There is now a sense of alarm that the New Strategic Arms Reduction Treaty (START), which limits both countries arsenal of intercontinental ballistic missiles, and will lapse in 2021, might be scrapped next.
Yet, the U.S. response cannot be regarded as purely retaliatory.
Was Russia actually in breach of the treaty terms?
According to information dating to the Obama administration, it seems so. During the 2014 crisis in Ukraine, the United States accused Russia of violating the treaty by deploying prohibited tactical nuclear weapons designed to intimidate Europe and the former Soviet states that have aligned with the West.

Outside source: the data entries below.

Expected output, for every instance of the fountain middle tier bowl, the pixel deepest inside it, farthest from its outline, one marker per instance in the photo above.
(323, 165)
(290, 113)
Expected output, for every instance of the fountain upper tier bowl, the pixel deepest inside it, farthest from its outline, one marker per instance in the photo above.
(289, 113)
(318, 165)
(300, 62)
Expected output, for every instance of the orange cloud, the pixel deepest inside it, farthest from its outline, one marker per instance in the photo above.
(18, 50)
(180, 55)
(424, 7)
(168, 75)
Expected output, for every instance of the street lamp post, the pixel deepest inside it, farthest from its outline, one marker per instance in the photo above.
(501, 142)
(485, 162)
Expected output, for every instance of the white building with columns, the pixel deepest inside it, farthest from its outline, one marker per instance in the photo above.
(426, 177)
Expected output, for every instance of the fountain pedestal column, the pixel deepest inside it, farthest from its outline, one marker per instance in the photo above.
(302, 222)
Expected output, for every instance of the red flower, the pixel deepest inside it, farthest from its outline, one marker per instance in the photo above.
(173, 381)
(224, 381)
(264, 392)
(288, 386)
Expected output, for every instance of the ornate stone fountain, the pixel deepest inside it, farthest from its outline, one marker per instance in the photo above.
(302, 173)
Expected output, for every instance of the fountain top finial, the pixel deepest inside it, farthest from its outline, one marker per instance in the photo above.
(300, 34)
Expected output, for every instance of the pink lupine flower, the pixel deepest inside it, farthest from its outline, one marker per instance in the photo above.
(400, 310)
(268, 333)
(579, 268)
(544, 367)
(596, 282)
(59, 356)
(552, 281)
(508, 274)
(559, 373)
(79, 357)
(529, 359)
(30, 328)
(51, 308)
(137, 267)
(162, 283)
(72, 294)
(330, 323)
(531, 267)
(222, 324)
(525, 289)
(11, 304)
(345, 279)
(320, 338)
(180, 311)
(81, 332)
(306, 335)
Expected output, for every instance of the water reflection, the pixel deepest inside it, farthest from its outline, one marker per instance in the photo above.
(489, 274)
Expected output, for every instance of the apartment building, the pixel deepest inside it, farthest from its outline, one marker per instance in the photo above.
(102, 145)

President Obama personally informed President Putin of Russia in a letter that the United States believed the Russians were violating the treaty, but that he wanted to resolve the issue through dialogue and preserve the accord.
The Russians have said there is no violation.
But American officials say Moscow is all but openly deploying a prohibited missile that the West calls the SSC-8, a land-based cruise missile that could be threatening to European nations.
Russian officials put a newly modified version of that missile on display for a foreign audience for the first time in an attempt to rebut the accusations that the weapon violates the treaty.
Trump administration officials, who first signalled last year that they would withdraw the United States from the treaty, said the display was meaningless in allaying their concerns.
Is China obliged to honour the I.N.F. Treaty?
No, and it may be a greater concern to the Trump administration than Russia.
While the Chinese military is carving out a greater sphere of influence in the Western Pacific, the I.N.F. Treaty constrains the United States from placing short- and intermediate-range missiles on land near China as a deterrent.
For this and other reasons, Mr. Trump and his national security adviser, John R. Bolton, have called the I.N.F. Treaty outdated.
At the heart of this worrisome echo of the Cold War years is the changing balance of power in global nuclear politics heralded by China’s rise as a regional hegemon its growing arsenal poses a threat in the eyes of strategists in Washington.
In 2018, the U.S. Nuclear Posture Review noted that Beijing was steaming forward with the expansion of its cruise-missile arsenal, potentially neutralising the capability of American warships that could seek to approach the Chinese coastline during a standoff.
The United States and Russia suspended a crucial nuclear weapons treaty, a move that has sparked concerns of a budding arms race between the world’s two biggest nuclear powers.
Mr. Trump’s thinking may rest on the fact that he could now develop ground-launched missiles, and perhaps keep Moscow’s aggression in check through a military-posture superiority, and also save the exchequer some cash, for this option is cheaper than cruise missiles that can be fired from aircraft, ships, or submarines.
Withdrawing without exhausting all available diplomatic options to resolve the compliance dispute makes it more difficult for Washington to control the narrative around the collapse of the treaty, and allows Russia to pursue the development and deployment of intermediate-range systems without restriction.
Nevertheless, in pulling out of the INF, Washington is effectively throwing away leverage it may have had with Russia on an issue of global concern.